For Section (A) a novel classification system for categorizing PD pain into pain types was developed for this study, the aim of which was to have pain types with specific characteristics that could be applied in a self‐administered survey. To ensure a strong evidence base, we used several features from previous classification systems [10, 11, 14] along with recent epidemiological PD pain research [31, 32, 33, 34], to develop a system that was composed of 10 pain types: dystonic, dyskinetic, temporomandibular, musculoskeletal, abdominal visceral, radicular neuropathic, peripheral neuropathic, restless legs syndrome, nocturnal akinesia, and central Parkinson's pain. Categories of pain types were not created for syndromes, where, in people with PD, there is insufficient evidence to suggest an elevated risk compared to the general population, are associated with unpleasant sensations rather than pain, or are drug induced. An exception to the latter criteria was made for dyskinesia on account that it does not simply stem from dopamine replacement therapy (levodopa) but also involves PD driven neurological pathophysiology [35], and therefore, can be considered a feature of the disease itself. To minimize misinterpretation and overlap between pain types, detailed descriptions for each category were developed based on previous reports [10, 31, 36, 37, 38, 39, 40, 41, 42], and instructions were carefully worded to reduce the likelihood of participants reporting the same symptom in multiple categories. In addition, the order of pain types was deliberately structured to further minimize confusion and avoid double counting (e.g., temporomandibular pain was presented before musculoskeletal pain).

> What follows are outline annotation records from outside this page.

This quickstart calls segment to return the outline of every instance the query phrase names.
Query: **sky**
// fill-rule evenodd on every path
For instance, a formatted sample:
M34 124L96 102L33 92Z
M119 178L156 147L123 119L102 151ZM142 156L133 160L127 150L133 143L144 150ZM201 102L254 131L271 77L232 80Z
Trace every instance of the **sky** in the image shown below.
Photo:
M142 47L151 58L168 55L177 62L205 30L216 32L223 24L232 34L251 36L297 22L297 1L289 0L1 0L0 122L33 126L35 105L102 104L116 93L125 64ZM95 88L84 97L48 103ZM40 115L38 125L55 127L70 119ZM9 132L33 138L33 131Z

For each pain type, participants were asked whether they have experienced the described symptoms in the past month (yes/no). If they responded ‘no’, participants were branched to the next pain type. If ‘yes’, participants were then presented with several questions characterizing the pain in terms of its duration, topography, temporal pattern, time and PD medication dependent accentuation, exacerbating and ameliorating factors, and intensity. These questions were either drawn from previous pain questionnaires [43, 44, 45, 46] and modified, where appropriate, for the purposes of this study or self‐developed. Questions stems and responses were kept consistent for each of the pain types, however, exceptions were made where appropriate (i.e., question responses relating to topography were different for musculoskeletal pain as compared to restless legs syndrome [RLS]). A copy of the survey instrument is provided in Material S1.
Data Collection
2.4
The survey was administered using the online Qualtrics^XM^ platform. Interested participants that accessed the survey were required to provide informed consent and complete an eligibility criteria checklist. Participants were authorized to complete the survey in stages and be physically assisted should that be their preference. Data were collected between November 2023 and April 2024.
Data Analyses
2.5
Survey data were exported to SPSS (version 29) for analyses. Data were first inspected for erroneous responses (i.e., straightlining, speeders, bots), incomplete responses, and missing data. Data sets where Section (A) was incomplete, contained missing data of more than 5%, or were identified as erroneous were excluded from further analyses. Descriptive statistics for categorial data were reported using frequency counts and percentages, and for numerical data, medians and interquartile ranges as the data were not normally distributed.
Results
3
Two hundred and seventy‐three eligible participants responded to the survey and 220 reached the end of Section (A). Twenty‐one of the completed data sets (9.5%) contained one or more missing answers and three of these had a percentage of unanswered questions that exceeded 5% (only questions that participants saw are included in this calculation). One erroneous response was also found in the data. A total of 216 participants were included in the results for this study.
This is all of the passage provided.